Senator GIETZELT —I am aware that the Independent Review of Economic Regulation of Domestic Aviation is currently conducting a survey to discover what consumers think about domestic air services in Australia. It is the first such survey designed to establish customer preference; what passengers require from our domestic airline services. I gather that the question that I have been asked, that is, whether there are any objectives that would establish a preference for a reduced form of service in lieu of lower air fares, would be one of the questions asked of consumers to establish their general reaction to the existing services provided by the two main airline operators. I point out to Senator Sanders that 49 such questions are being asked in the survey and that is only one of the options that have been placed before consumers. The reason is that cost reduction avenues have to be explored to see whether they would involve any effective trade-off so as to establish their feasibility, depending upon the reaction of consumers. The survey, which is being conducted by an independent government organisation, has to have regard to that approach, bearing in mind the two-airline agreement, to which Senator Sanders has expressed his own opposition.

I have pointed out on previous occasions that the Government's hands are tied in respect of the two-airline agreement. It has no flexibility whatsoever. Whatever surveys are conducted the Government has to take its legal position into consideration. The two-airline agreement, which was entered into by the previous Government, binds this Government from 1985 until 1990. The Australian Government cannot certify that the importation of an additional F28 is justified having regard to the legal position it finds itself in. It is not a decision of this Government but a decision of previous governments which binds the views of this and succeeding governments until 1990 when the agreement will be up for renegotiation.

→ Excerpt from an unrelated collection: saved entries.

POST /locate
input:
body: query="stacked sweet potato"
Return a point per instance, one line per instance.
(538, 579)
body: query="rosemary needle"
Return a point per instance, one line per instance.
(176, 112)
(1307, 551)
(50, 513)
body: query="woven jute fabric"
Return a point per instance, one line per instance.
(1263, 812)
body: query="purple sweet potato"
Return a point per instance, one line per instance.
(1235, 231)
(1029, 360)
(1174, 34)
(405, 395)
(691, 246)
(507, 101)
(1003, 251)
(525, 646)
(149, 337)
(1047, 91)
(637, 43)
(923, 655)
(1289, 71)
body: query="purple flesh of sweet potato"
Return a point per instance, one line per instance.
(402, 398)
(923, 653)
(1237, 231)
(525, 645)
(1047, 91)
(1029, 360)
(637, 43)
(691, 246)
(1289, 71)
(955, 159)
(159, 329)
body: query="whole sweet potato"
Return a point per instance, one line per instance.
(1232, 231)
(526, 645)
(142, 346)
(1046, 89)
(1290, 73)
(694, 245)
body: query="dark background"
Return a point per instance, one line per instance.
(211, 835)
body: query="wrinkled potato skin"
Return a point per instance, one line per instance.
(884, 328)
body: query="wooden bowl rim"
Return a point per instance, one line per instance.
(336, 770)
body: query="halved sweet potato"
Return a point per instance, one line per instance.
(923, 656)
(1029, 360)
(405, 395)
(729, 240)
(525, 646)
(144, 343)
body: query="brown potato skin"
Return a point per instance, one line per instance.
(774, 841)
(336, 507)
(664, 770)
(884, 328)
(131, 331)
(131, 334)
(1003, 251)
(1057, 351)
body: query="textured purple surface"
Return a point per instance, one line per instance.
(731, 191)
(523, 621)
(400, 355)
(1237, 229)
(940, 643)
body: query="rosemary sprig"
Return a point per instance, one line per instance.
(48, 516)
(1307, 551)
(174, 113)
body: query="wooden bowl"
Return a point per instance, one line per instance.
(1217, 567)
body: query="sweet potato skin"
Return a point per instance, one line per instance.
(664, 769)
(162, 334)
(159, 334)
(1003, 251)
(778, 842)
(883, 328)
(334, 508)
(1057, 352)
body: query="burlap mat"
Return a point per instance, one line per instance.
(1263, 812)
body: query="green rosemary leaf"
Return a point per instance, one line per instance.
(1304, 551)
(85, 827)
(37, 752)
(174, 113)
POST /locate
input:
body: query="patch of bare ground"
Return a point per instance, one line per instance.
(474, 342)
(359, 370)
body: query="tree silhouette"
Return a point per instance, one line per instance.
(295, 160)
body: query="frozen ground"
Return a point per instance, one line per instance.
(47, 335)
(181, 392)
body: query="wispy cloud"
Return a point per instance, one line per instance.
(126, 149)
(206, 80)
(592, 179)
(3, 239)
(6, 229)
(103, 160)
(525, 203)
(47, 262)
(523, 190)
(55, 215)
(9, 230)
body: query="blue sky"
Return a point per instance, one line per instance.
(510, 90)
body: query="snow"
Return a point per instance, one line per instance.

I repeat, as I did on a previous occasion when this question was asked of me, that East-West is fully aware of the restrictions of the two-airline agreement and the restrictions placed on services on the trunk route from Launceston to Sydney to which the honourable senator has referred. Of course, there are different views. I stress that, until 1990, there is no way in which this Government or any succeeding government can alter that existing three-way agreement between Ansett Airlines of Australia, Trans Australia Airlines and the Commonwealth Government. It is a binding contract. As such, East-West Airlines has no recourse to this Government to import any new planes or to operate any routes having regard to the existing arrangements in that two-airline agreement.